Social media is another great way to find a dog. Post on your Facebook page that you are looking for a specific breed so that your entire community can be your eyes and ears.
2. Reach Out to Local Experts
Start talking with all the pet pros in your area about your desire for a Boxer. That includes vets, dog walkers, and groomers. When someone has to make the tough decision to give up a dog, that person will often ask her own trusted network for recommendations.
3. Talk to Breed Rescue
Networking can help you find a dog that may be the perfect companion for your family. You can also search online for other Boxer rescues in your area. Most people who love Boxers love all Boxers. That’s why breed clubs have rescue organizations devoted to taking care of homeless dogs. The American Boxer Club’s rescue network can help you find a dog that may be the perfect companion for your family. You can also search online for other Boxer rescues in your area.
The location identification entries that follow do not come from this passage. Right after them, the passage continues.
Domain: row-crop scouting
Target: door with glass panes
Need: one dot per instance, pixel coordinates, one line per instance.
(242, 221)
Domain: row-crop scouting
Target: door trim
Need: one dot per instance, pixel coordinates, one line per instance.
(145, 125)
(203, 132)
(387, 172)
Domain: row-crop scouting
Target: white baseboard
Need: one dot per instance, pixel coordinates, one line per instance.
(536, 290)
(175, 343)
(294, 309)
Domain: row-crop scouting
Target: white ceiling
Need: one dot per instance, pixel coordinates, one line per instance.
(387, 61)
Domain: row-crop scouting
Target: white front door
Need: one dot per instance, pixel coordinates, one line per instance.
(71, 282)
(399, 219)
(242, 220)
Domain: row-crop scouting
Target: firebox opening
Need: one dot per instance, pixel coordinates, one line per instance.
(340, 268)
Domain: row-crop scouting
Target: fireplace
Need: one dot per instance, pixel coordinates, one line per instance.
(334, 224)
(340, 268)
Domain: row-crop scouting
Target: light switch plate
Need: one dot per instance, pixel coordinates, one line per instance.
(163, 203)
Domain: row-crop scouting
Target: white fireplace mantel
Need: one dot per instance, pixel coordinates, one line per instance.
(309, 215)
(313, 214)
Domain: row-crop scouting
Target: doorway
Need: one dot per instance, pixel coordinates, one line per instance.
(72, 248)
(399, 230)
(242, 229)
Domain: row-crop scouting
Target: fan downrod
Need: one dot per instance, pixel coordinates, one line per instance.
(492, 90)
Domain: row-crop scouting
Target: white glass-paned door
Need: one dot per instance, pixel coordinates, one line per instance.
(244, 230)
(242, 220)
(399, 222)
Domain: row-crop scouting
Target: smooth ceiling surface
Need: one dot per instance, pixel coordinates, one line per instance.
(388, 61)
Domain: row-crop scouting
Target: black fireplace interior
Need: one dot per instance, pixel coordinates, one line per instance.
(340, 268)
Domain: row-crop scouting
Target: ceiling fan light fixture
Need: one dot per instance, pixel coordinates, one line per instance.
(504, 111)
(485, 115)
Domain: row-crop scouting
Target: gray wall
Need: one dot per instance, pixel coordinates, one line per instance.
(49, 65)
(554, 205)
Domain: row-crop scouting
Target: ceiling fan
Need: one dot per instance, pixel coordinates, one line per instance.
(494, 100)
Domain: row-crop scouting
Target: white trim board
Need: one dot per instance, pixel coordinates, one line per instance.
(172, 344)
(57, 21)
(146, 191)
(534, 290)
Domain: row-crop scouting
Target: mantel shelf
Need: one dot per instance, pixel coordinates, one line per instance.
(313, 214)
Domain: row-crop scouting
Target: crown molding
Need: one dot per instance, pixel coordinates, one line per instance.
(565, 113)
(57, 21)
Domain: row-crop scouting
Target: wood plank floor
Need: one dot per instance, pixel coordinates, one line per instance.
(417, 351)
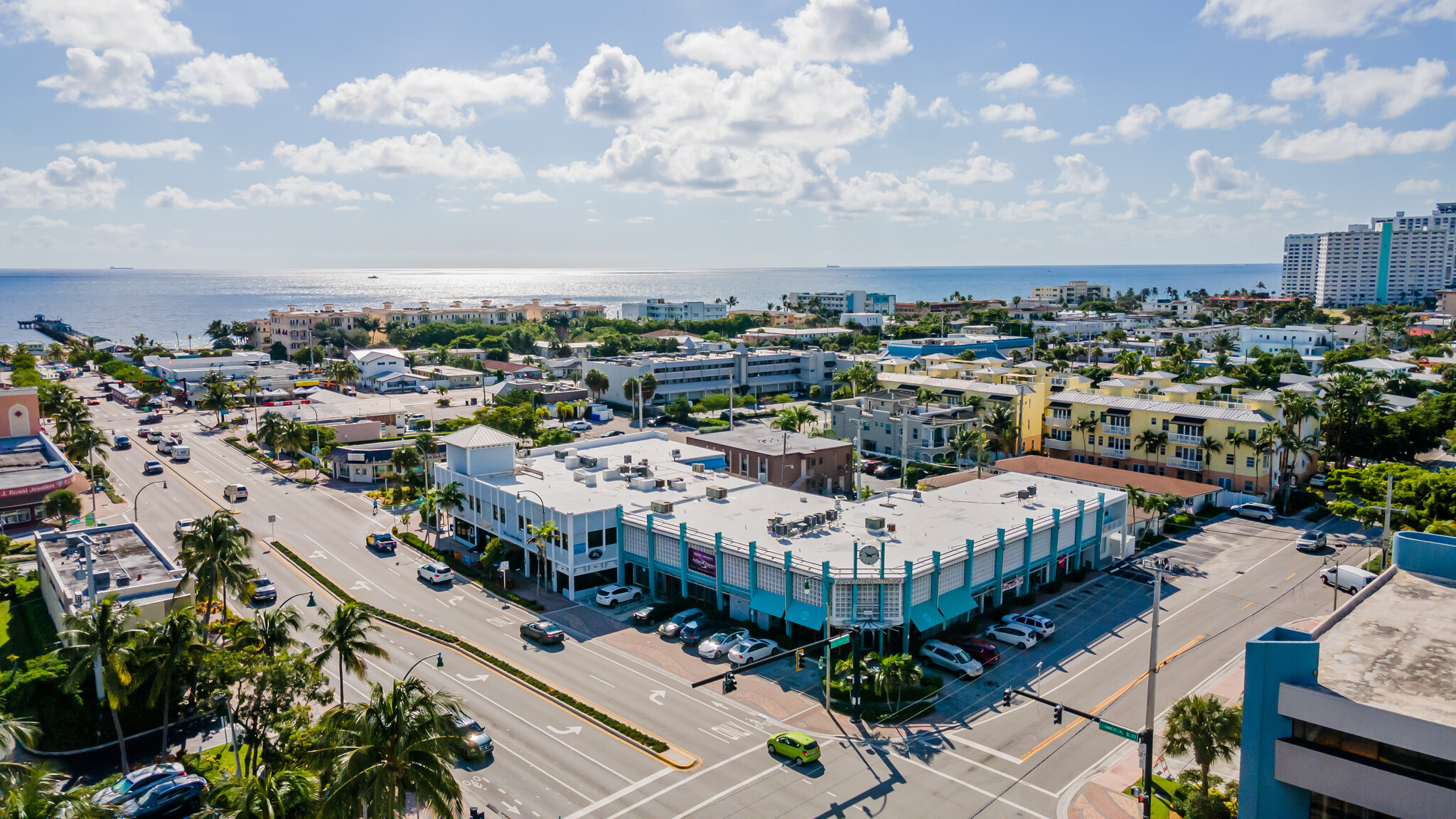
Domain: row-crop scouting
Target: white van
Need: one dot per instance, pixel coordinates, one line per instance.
(1347, 577)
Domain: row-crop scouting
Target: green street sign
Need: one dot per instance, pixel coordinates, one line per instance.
(1120, 730)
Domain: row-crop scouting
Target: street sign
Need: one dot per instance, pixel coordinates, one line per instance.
(1120, 730)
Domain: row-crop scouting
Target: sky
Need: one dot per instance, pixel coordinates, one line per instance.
(693, 134)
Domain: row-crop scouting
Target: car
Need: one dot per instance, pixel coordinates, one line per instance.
(1039, 624)
(717, 645)
(264, 591)
(675, 624)
(178, 796)
(1311, 541)
(543, 631)
(137, 783)
(1014, 633)
(951, 658)
(796, 745)
(478, 744)
(653, 612)
(437, 573)
(751, 649)
(614, 595)
(1256, 510)
(982, 651)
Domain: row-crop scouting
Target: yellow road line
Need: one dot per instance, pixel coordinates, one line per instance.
(1106, 703)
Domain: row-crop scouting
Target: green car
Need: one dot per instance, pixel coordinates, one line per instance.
(796, 745)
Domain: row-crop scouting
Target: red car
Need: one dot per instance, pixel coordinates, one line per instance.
(982, 651)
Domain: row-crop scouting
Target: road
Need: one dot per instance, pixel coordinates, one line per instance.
(973, 758)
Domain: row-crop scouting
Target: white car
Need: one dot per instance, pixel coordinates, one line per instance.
(1042, 626)
(951, 658)
(437, 573)
(612, 595)
(1014, 633)
(1256, 510)
(718, 643)
(751, 651)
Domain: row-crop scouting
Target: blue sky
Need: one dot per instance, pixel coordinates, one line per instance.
(695, 134)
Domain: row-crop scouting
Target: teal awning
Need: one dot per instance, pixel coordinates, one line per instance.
(805, 616)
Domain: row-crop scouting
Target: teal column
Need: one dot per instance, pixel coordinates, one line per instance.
(682, 557)
(1001, 557)
(1051, 557)
(718, 572)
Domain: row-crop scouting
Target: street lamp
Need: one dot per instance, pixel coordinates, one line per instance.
(440, 663)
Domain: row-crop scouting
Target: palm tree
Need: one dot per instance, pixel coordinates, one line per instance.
(401, 741)
(346, 634)
(62, 506)
(164, 649)
(290, 793)
(216, 554)
(1207, 727)
(98, 641)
The great thing about breed rescue groups is that they tend to be very upfront about any health conditions the dogs may have and are a valuable resource for advice. They also often offer fostering opportunities so, with training, you could bring a Boxer home with you to see what the experience is like.
4. Key Questions to Ask
You now know the things to discuss with a breeder, but there are also questions you should discuss with shelter or rescue group staff or volunteers before you bring home a pup. These include:
What is his energy level?
How is he around other animals?
How does he respond to shelter workers, visitors and children?
What is his personality like?
What is his age?
Is he housetrained?
Has he ever bitten or hurt anyone that they know of?
Are there any known health issues?
Wherever you acquire your Boxer, make sure you have a good contract with the seller, shelter or rescue group that spells out responsibilities on both sides. Petfinder offers an Adopters Bill of Rights that helps you understand what you can consider normal and appropriate when you get a dog from a shelter. In states with “puppy lemon laws,” be sure you and the person you get the dog from both understand your rights and recourses.
Puppy or adult, take your Boxer to your veterinarian soon after adoption. Your veterinarian will be able to spot problems, and will work with you to set up a preventive regimen that will help you avoid many health issues.